Without longitudinal research, it is difficult to understand the long-term impacts of Early Head Start on at-risk infants, toddlers, and their families. Funds should be set aside to conduct longitudinal research on Early Head Start, so that federal and state policymakers are able to assess the impact of the program through middle childhood and provide an evidence-based rationale for the expansion of the program.
Research demonstrates that Early Head Start is effective.
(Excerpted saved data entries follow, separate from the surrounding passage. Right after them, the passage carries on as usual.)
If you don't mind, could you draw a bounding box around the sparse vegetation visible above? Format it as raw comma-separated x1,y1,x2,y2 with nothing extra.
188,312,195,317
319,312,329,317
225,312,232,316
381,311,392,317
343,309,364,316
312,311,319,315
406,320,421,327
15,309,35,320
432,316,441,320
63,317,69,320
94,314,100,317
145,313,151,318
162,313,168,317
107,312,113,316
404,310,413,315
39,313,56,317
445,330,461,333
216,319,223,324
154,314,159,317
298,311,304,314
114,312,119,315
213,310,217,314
The Congressionally mandated Early Head Start Research and Evaluation Project, a rigorous, large-scale, random-assignment evaluation, concluded that Early Head Start is making a positive difference in areas associated with children’s success in school, family self-sufficiency, and parental support of child development. What is most compelling about the Early Head Start data is that they reflect a broad set of indicators across different types of families participating in Early Head Start, all of which show positive impacts. Some highlights of the research include:
Positive Impacts on Children.
Children who participated in Early Head Start showed statistically significant, positive impacts on standardized measures of cognitive and language development, as compared to control group children eligible for Early Head Start who did not participate. Additionally, Early Head Start children had more positive interactions with their parents than control group children—the children engaged their parents more, and these parents rated their children lower in aggressive behavior than did the parents in the control group. By creating positive outcomes for intellectual and social/emotional development, Early Head Start moves children further along the path leading to greater school readiness.
Positive Impacts on Parents.
Early Head Start parents were more emotionally supportive of their children and less detached than control group parents, as well as significantly more supportive of language and learning. They also reported less spanking and more positive discipline techniques than parents in a control group who did not participate in Early Head Start. Early Head Start also was found to significantly improve how fathers interacted and related to their children.
A follow-up wave of research demonstrated that a number of the positive impacts for children and parents participating in Early Head Start were still demonstrated two years later, when the children entered kindergarten.
Additionally, the follow-up research examined the effects of Early Head Start in combination with pre-kindergarten education, showing that children who attended Early Head Start and formal child development programs between the ages of 3 and 5 experienced the most positive outcomes.